I have been in that place before.

Not that lakeside campground, but the place where the moment seems like the only thing that is ever going to matter. Where cold feet or pain or suffering or tears or heartache or mourning or frustration or stress or tiredness seem endless. Where I cannot see life beyond the circumstances of right now.

One of those times was a similar, but a little more extreme, experience on the first night of training camp before I went on the World Race. I arrived a day late because of my roommates wedding, and after a long night of traveling and approximately two hours of sleep, followed by a long, emotional day that included meeting about fifty people with whom I was going to spend the next year of my life, half of our squad “lost their luggage.” And we came together and bonded and shared our things. 

That morning, around 4 AM, I was lying in a tent in the picturesque hills of a park in Tennessee, rationalizing and plotting to retrieve my sleeping bag off of the girl with whom I was sharing my tent without her waking up. Because it was cold. It was really cold. And I was in the midst of my second night of insufficient sleep.

In my haze of shivers and the kind of cold that reaches the bone, I could not remember a time before the frigidity of the night, and I could not see a life beyond the bitter darkness.

There was a moment in seventh grade, running that first mile in gym class. Another sleepless night in Thailand while recovering from food poisoning and dehydration. Another time in the Philippines, squished into a seat with three people on a bus that could have doubled as a sauna. An all-nighter alone in my apartment junior year at the University of Evansville the night before I got to go home for Thanksgiving that produced the only D-paper I ever submitted.

Someone accuses me of something I did not do. Something does not work out the way it supposed to. Something I have said is wildly misunderstood. I make a mistake. I hurt someone I love. I forget to do something I promised I would do. Someone rejects me.

Someone misunderstands me.

[Add your own moment that seems like the only moment here.]

The hour I sat in my car grieving the door slamming closed on the job I thought was the most perfect thing that God was using to redeem all of the other doors that had closed before I got a chance to walk through them. The opportunity that I believed God had shaped for me to accomplish the goals I had been working toward. The results of my dedication and work. The thing that made sense.
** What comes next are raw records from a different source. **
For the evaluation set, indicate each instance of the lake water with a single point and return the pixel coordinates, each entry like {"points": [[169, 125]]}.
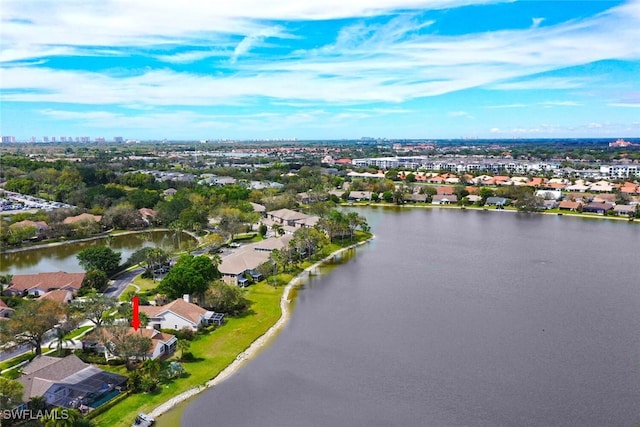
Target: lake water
{"points": [[63, 257], [463, 318]]}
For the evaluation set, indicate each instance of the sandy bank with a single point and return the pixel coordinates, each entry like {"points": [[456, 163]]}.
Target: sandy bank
{"points": [[258, 344]]}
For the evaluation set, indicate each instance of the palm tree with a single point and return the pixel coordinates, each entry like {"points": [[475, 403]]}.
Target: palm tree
{"points": [[5, 280], [151, 367], [183, 346], [59, 340]]}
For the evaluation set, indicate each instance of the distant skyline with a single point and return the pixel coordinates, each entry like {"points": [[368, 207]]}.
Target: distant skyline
{"points": [[330, 69]]}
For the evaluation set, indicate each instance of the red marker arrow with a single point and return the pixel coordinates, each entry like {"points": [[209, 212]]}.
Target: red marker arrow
{"points": [[135, 320]]}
In those moments, nothing makes sense. It just seemed as if there was no moment that would follow that moment in which things would make sense.
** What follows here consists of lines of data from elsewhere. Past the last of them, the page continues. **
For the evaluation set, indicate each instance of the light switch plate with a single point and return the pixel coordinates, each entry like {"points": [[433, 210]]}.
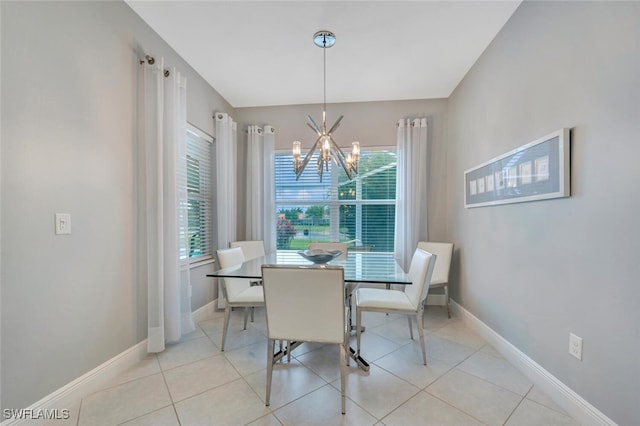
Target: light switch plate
{"points": [[63, 223]]}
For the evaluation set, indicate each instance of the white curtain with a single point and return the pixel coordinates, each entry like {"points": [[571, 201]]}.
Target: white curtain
{"points": [[226, 169], [411, 188], [261, 216], [162, 225]]}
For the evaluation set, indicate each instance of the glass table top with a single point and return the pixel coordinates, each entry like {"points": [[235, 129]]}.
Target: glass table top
{"points": [[358, 267]]}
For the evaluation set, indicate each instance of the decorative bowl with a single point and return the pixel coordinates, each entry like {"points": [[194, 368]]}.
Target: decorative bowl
{"points": [[320, 256]]}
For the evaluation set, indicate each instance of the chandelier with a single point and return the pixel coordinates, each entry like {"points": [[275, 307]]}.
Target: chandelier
{"points": [[329, 149]]}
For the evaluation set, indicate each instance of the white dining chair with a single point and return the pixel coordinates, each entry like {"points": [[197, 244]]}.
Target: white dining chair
{"points": [[305, 304], [330, 246], [409, 302], [440, 278], [238, 292], [250, 248]]}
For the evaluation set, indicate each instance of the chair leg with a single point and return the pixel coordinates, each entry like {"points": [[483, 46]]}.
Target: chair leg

But there was. Life goes on.

Suddenly, I find myself in some future moment beyond that moment. Maybe in my bed, covered by warm blankets. Or sitting by a fire with my feet hanging as close to the flames as I can get without melting the soles of my shoes. Or eating Thanksgiving turkey and mashed potatoes and noodles and pie with my family. Maybe sitting on the couch watching Sweet Home Alabama with my best friend.

Or riding in a rental car along the coast of South Africa with some of the coolest people I never would have known if my foot had not been slammed in the door over a year earlier.
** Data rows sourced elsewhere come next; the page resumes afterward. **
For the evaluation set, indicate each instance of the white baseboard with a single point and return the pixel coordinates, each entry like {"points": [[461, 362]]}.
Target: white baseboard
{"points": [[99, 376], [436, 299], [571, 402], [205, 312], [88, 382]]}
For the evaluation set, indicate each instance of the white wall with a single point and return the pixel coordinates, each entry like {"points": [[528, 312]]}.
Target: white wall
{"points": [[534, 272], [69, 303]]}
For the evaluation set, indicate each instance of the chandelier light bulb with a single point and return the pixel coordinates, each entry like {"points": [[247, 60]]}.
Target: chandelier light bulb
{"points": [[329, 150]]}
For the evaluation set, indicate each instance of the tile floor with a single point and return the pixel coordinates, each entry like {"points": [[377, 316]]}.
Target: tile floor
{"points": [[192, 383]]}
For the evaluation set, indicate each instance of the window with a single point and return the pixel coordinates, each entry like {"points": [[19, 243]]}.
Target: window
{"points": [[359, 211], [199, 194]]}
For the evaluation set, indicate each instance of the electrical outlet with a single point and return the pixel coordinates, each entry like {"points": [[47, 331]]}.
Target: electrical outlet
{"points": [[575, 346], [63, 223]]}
Maybe it does not happen right away. Maybe it takes a few hours of cold feet or a few minutes of breathlessness, feet pounding against concrete, or a night of typing any words that I can get to–please, please, please–just come out of my head through my fingers.

Or a couple of months of disappointment and a few months working a job that I never want to see again.

Life went on. The moments that irrationally seemed like a lifetime within itself were as fleeting as every other breath, every other moment of my life. 

And some of those moments make sense now.

Because though the cold feet may last for the night, something new, one of those South-African-cape moments or a sunrise over the lake, is coming with the morning.